Pero para la conciencia crítica esta situación nos revela la verdadera esencia ética que ha movido a los burgueses, pues en esta situación se hacen visibles a la luz los procedimientos de las justificaciones capitalistas.
La naturaleza del capitalismo no es más que la ciencia, la razón técnica, las formas enajenadas del conocimiento que se reifican en la separación entre sujeto y objeto.
El proyecto ilustrado hecho realidad y dominación, la jaula de hierro de la burocratización creciente, de la racionalidad desplegada como espíritu de la sociedad.

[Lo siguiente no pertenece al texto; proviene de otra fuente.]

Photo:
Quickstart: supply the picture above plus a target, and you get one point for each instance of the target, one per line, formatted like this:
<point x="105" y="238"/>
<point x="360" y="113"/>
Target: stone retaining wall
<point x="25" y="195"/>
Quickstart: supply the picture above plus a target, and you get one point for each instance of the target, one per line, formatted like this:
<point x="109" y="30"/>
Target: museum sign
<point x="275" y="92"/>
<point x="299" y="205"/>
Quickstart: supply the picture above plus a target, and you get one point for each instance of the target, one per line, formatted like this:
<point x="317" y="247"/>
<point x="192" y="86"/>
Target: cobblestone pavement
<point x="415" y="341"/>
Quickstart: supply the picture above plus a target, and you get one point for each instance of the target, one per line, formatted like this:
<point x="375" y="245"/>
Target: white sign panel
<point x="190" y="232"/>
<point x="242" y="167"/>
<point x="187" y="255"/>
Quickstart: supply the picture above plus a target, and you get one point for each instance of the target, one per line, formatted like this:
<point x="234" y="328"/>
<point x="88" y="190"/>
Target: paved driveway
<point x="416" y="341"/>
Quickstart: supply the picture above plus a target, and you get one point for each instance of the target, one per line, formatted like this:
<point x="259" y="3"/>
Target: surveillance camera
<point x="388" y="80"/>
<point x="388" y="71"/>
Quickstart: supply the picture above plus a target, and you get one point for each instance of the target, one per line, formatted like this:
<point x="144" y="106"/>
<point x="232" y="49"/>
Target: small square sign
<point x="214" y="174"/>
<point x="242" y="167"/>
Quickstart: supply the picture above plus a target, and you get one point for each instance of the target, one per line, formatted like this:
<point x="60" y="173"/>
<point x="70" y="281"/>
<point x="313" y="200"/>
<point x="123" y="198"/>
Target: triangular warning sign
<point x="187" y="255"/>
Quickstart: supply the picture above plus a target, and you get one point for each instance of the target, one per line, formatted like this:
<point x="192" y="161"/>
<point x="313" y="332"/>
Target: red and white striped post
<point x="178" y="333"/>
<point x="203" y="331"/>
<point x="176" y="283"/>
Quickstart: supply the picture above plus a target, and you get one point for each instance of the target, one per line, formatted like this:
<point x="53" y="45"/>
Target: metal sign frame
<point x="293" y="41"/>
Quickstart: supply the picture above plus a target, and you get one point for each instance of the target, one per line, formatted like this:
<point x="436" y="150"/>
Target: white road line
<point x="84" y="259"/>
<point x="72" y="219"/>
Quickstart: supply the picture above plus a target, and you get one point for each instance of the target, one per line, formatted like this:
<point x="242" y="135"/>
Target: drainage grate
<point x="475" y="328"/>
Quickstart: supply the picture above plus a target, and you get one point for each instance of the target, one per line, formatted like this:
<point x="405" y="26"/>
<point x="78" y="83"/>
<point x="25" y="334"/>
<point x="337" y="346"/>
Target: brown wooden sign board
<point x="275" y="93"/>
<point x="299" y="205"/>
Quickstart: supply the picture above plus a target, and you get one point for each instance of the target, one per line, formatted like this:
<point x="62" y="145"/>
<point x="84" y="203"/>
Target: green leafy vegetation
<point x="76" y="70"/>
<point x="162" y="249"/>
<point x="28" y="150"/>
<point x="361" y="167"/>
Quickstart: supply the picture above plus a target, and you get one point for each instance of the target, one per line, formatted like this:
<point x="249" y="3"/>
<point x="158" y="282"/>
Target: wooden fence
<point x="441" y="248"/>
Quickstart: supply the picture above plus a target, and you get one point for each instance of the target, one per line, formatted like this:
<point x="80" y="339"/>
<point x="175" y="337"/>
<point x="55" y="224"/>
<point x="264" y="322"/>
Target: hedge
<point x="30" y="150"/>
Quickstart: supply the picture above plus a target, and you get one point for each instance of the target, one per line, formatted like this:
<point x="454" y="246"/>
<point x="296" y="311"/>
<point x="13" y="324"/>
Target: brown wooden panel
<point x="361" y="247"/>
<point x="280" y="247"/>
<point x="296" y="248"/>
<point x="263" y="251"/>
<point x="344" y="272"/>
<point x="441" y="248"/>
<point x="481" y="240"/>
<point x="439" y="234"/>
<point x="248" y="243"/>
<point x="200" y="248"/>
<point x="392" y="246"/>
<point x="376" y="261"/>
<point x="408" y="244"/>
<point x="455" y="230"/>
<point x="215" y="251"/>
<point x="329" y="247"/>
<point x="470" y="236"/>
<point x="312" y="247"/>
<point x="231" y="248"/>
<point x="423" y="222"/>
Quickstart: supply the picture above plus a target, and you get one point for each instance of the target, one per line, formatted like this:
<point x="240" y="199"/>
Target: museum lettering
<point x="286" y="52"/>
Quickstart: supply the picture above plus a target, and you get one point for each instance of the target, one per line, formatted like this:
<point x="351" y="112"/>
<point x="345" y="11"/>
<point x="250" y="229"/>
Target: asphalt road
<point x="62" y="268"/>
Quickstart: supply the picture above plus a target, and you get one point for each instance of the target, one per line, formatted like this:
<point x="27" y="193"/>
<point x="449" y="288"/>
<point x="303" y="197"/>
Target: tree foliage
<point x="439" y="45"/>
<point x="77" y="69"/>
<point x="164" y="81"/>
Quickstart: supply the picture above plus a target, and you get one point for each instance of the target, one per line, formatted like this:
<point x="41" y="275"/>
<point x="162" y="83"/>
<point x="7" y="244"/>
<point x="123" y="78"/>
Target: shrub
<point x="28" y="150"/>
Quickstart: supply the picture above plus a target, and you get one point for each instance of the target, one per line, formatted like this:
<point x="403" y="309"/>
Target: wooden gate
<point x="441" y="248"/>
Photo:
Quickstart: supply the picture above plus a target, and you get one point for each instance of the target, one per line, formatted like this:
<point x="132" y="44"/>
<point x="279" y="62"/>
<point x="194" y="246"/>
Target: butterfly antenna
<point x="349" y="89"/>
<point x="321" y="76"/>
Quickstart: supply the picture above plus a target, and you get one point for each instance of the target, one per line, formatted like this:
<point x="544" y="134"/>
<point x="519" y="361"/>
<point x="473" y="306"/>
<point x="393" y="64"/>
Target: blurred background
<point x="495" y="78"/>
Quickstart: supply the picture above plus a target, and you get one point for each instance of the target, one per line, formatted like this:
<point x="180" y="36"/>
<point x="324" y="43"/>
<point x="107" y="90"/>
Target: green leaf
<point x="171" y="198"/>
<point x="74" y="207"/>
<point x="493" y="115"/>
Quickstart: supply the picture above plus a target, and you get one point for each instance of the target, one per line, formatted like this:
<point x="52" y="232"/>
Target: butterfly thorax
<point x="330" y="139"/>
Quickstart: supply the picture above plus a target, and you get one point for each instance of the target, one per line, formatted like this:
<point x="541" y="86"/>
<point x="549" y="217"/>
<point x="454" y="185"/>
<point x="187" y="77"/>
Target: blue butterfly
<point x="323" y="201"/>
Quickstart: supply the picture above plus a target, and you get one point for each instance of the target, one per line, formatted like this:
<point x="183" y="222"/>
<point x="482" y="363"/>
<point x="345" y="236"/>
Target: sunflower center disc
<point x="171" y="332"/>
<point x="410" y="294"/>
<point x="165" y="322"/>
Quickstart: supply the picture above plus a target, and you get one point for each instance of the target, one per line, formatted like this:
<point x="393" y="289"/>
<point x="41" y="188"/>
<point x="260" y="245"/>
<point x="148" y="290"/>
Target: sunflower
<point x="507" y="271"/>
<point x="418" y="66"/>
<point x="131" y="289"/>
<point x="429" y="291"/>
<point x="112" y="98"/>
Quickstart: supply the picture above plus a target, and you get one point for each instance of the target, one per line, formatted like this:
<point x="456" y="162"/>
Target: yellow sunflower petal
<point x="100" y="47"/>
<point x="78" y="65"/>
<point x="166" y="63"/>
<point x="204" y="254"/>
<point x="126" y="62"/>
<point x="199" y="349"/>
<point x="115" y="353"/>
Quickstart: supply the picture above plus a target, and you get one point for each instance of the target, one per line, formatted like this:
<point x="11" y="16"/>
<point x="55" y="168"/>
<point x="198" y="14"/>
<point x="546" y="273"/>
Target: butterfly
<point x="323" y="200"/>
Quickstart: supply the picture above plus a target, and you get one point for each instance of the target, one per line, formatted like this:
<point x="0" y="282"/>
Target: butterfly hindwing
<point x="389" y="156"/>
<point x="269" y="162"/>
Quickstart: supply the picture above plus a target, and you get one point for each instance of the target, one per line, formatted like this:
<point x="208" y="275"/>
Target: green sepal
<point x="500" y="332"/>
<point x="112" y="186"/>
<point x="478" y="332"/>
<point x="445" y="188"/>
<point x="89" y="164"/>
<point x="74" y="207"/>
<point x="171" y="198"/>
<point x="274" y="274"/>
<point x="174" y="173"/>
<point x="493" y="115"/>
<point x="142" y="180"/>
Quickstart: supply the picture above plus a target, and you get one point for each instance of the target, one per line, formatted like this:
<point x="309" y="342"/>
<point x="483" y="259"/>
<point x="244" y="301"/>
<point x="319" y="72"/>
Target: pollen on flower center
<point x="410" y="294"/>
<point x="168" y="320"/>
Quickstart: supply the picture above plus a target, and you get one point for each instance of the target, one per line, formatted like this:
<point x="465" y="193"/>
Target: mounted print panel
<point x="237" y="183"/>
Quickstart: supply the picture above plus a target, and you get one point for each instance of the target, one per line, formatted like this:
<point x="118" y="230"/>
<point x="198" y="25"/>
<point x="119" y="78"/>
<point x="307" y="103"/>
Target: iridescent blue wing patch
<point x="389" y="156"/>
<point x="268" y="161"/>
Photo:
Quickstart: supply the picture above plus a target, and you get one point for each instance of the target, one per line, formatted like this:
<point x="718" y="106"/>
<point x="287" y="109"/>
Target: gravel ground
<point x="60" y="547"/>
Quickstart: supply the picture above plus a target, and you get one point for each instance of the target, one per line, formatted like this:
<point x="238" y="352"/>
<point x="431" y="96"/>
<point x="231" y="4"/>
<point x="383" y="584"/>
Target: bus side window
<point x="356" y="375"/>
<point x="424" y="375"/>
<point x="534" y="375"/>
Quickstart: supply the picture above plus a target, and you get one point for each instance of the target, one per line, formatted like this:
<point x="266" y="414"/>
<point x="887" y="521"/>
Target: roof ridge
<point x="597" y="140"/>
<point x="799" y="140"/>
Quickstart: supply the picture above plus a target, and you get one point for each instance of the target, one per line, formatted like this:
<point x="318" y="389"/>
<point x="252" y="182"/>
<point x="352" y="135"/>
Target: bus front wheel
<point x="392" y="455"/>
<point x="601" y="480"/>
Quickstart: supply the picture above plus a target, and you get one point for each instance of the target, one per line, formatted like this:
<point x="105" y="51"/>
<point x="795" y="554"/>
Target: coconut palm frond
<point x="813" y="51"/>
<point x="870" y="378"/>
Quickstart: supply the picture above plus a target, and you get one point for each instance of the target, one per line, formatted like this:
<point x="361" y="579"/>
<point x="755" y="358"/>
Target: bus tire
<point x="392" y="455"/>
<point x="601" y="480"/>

La naturaleza del capitalismo está en la fe de que la ciencia es la última palabra de la verdad.
El ocultamiento de una posible autoconciencia de las relaciones sociales tras la fachada de una supuesta naturaleza humana, todo esto a pesar de la enorme evidencia de lo contrario que nos da constantemente el desarrollo de la técnica.
La exterioridad del conocimiento, la razón del hombre enajenada por lo “natural”. Una ética cuyo carácter ineludible lo garantiza su conocimiento científico.
Quizás estamos en frente de la única naturaleza que los burgueses no quieren cambiar: la naturaleza del hombre. Todo esto mientras se exploran nuevas galaxias y se despedazan los recursos de la tierra.
Mas todo esto se legitima aparentando no tener un pronunciamiento sobre lo que es el bien o sobre lo que es el mal (ético-filosófico), sino más bien exteriorizándolo al juez “imparcial” de lo natural.